Eppure credo che si possano creare opere persuasive le quali illustrino come vivere in una società non solo democratica ma che metta al primo posto il pluralismo, sia più bello, più interessante, più compassionevole, che vivere in altri sistemi. Occorre testimoniare il proprio benessere in una democrazia liberale che tuteli i più deboli, sperando che altri lo condividano. Dopo tutto le filosofie, anche quando molto sofisticate e rigorose, sono propagande di forme di vita.
[1] Singapore fu sotto il controllo coloniale britannico dal 1819 al 1959.
[2] Ovviamente anche i paesi occidentali hanno una Realpolitik, per cui si alleano spesso con paesi antidemocratici e illiberali, come l’Arabia Saudita per esempio. Ma l’errore consiste nel credere che la politica estera dell’”Occidente” si basi tutta sulla Realpolitik, e non su questa premessa valoriale di dfiffondere la democrazia liberale.

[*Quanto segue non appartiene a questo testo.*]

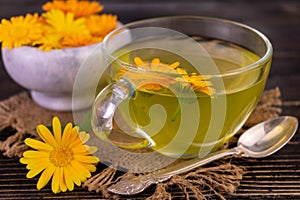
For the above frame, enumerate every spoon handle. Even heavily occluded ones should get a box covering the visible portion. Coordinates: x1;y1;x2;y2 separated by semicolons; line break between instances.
107;148;241;195
154;148;240;180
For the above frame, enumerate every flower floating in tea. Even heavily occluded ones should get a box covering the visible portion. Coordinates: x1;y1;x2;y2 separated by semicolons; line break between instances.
20;116;99;193
134;57;180;73
188;73;214;95
119;56;214;96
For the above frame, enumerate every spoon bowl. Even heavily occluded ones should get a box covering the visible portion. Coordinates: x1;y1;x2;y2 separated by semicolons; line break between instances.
238;116;298;158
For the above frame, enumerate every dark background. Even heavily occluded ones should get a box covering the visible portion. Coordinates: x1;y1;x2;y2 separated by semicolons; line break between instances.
0;0;300;199
0;0;300;103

[3] Intendo che gli stati sono liberi di proibire l’aborto, se questa è la loro scelta.
[4] Personalmente non credo nel socialismo, non credo cioè che esso possa essere applicato senza ledere o la democrazia, o il liberalismo, o entrambe le cose. Ciò non toglie che molte istanze socialiste – in particolare, l’emancipazione dei ceti più deboli – siano del tutto positive, e che possano essere integrate profondamente in una democrazia liberale.
Chiacchiere, colte e sentite quanto si vuole, ma pur sempre chiacchiere.
Nessuno è mai riuscito a costruire una società diversa, ma nemmeno vivibile.
Ne ho la testa piena. I più furbi della mia generazione oggi sono classe dirigente.
Esaustivo. Che ogni singola espressione venga rispettata, infine.
“C’è qualcosa di fondamentalmente sessuale nella divisione del mondo in blocchi?”
Sì.
“Individualista perché parte dal presupposto che ogni individuo ha la libertà di costruirsi il proprio progetto di “buona vita”, nessuno può dirgli dall’alto – di un trono o di un altare – che cosa è per lui buona vita.” Questo è il vero punto della democrazia liberale. L’idea di esportarla è in parte ingenua. In fin dei conti l’Occidente ci ha messo circa cinque secoli ad arrivarci, più naturalmente il fondamentale pregresso ellenico-romano. Difficile pensare che, pur con i ritmi attuali estremamente velocizzati, là dove tutto il processo non c’è stato la democratizzazione liberale si possa fare in cinquant’anni o un secolo.
Ma ci arriveranno. Se il pianeta regge ci arriveranno.
Grazie dell’articolo, chiarissimo e esaustivo, per me condivisibile in tutto.
Perché la Germania del 1914 fosse meno democratica del Regno Unito, che ancora oggi ha una camera ereditaria, mi sfugge. E la guerra gli Stati Uniti l’hanno fatta di maniera indiretta all’elettissimo Allende. Certo, se le democrazie sono 5 (manco la Spagna), la possibilità di farsi la guerra diminuiscono, specie se 4 stanno in un Europa sconfitta e sotto ombrello americano i cui le nazioni non hanno certo la libertà di dichiararsi la guerra. I boomer del PD ormai hanno perso la testa per gli Stati Uniti e volano sulla realtà senza mai toccarla.